Lecture | Friends of the Kern Institute lecture
VVIK lecture by Csaba Dezső
- Date
- Thursday 21 June 2018
- Time
- Explanation
- Drinks afterwards
- Series
- Lecture series Society of Friends of the Kern Institute (VVIK)
- Location
-
Matthias de Vrieshof
Matthias de Vrieshof 2
2311 BZ Leiden - Room
- 2
A Passage to Dvīpāntara: An Imagined Naval Expedition from Ceylon to Laṅkā

Around 1000 CE Dhanapāla, the court poet of the Paramāra king, composed a prose kāvya, which he named ‘Tilakamañjarī’ after its heroine. This voluminous work contains the description of a fictional naval expedition led by a prince from Siṃhala to take measures against insolent vassals living at Mount Suvela. It is a description that combines the realistic aspects of maritime travel with fantastic adventures. A close reading of the text will show us details that are curiously reminiscent of the culture of the Indonesian archipelago, and will also take us on a guided tour on the island of Laṅkā, an imaginary landscape of memory. We shall also examine Dhanapāla’s text in the context of other (mostly Jain) writings on sea travel, and consider the possible goals (and the attitudes to these goals) of such travel from trade through sightseeing to plunder.
Csaba Dezső

Csaba Dezső studied Classical Philology, History and Indology at Eötvös Loránd University, Budapest. After finishing his MA-s (Latin Language and Literature, Indology), he went to Oxford in 1998 to study for a PhD under the supervision of Professor Alexis Sanderson. He submitted his doctoral thesis in 2004, a critical edition and annotated translation of Bhaṭṭa Jayanta’s Āgamaḍambara, a satirical play about religious sects and their relations with the court in Kashmir around 900 CE. He then returned to Budapest and has been teaching Sanskrit since then at the Department of Indo-European Linguistics, Eötvös Loránd University.
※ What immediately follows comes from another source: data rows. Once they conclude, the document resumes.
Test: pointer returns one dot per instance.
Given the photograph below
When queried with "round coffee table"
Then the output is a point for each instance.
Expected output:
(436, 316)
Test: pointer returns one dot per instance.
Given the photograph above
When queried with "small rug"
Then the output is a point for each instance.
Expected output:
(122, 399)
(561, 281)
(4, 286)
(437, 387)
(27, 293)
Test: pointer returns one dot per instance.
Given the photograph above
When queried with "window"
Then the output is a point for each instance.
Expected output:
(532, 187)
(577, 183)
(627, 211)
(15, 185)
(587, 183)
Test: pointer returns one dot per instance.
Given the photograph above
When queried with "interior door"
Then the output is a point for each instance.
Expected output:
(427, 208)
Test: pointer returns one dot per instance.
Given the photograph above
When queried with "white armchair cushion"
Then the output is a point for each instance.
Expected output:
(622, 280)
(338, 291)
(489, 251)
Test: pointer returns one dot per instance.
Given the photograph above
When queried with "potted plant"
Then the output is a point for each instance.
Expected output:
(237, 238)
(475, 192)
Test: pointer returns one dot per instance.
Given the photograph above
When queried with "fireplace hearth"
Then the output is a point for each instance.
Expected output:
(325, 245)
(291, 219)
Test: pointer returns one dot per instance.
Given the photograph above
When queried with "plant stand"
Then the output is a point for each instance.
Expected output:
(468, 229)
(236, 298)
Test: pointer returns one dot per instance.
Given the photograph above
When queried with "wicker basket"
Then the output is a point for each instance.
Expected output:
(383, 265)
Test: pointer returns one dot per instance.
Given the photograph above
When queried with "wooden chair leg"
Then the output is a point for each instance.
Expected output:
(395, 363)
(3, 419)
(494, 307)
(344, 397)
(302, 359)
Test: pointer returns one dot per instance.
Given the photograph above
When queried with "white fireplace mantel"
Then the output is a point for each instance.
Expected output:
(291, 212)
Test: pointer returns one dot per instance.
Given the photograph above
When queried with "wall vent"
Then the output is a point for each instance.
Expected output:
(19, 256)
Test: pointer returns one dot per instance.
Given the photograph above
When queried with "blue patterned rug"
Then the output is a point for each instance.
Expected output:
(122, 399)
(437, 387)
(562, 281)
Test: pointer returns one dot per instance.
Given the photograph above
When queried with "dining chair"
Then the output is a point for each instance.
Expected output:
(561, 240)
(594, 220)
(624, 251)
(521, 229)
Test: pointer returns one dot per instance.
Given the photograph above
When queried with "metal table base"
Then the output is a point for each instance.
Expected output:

He has published, among others, first editions of fragments of Sanskrit plays based on codices unici, as well as a new critical edition and English verse translation of Dāmodaragupta’s Kuṭṭanīmata, “The Bawd’s Counsel”, in collaboration with Dominic Goodall. Recently he has been working on the critical edition of Vallabhadeva’s commentary on the Raghuvaṃśa together with Dominic Goodall, Harunaga Isaacson and Csaba Kiss. Since September 2017 he has been spending his sabbatical year as a researcher at LIAS.